I am just throwing this out there since there has been so many discussions on here about unions, respect for other nurses and confusion with pt families and doctors. Do you think that one of the... Read More

  1. by   Q.
    Thank you JMP. Sometimes when all I hear is negativity, it makes me think that perhaps there is no hope for nursing and that I might as well go into real estate. But the occasional words of support from fellow nurses, like yourself, make me feel better.


    So.. hear that folks??? I AGREE with JMP!
  2. by   fergus51
    I am with Suzy, education is important. An instructor once told me that 10 years of experience doesn't mean anything if it is just the same year of experience 10 times over. It's the theoretical education that helps make the experience something enriching. I think nurses in general really downplay the importance of education. I have never heard a doctor or an engineer say they shouldn't have had to waste so much time in school.

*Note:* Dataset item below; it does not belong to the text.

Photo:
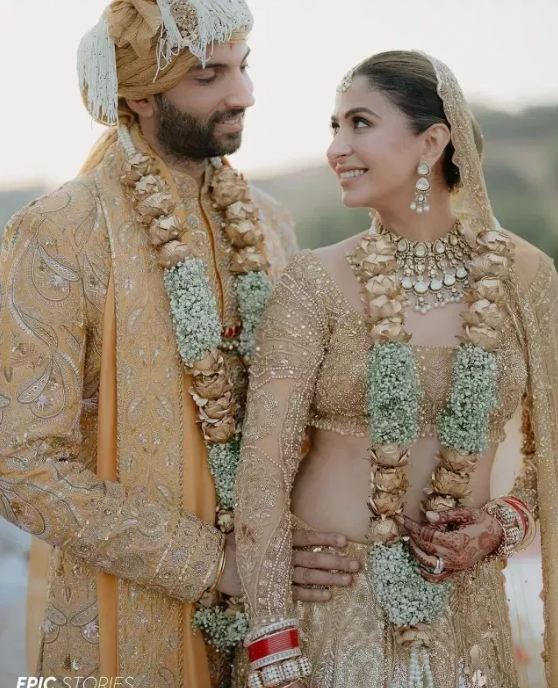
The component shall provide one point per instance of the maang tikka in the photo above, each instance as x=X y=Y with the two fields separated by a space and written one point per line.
x=420 y=204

    JMP, I am in BC and we're doing the same thing almost. Our LPN prgrams aren't changing to my knowledge, but the RN programs are. It isn't a really huge issue. Before it went through, the diploma and BSN prgrams were the same until the third year when diploma grads left and BSN students stayed for another year. Now the diploma students just don't have the option of bridging out. I have an instructor friend who told me out of their class of 60, they haven't had more than 6 bridge out in the last 5 years anyways. I think this will benefit nurses in the future.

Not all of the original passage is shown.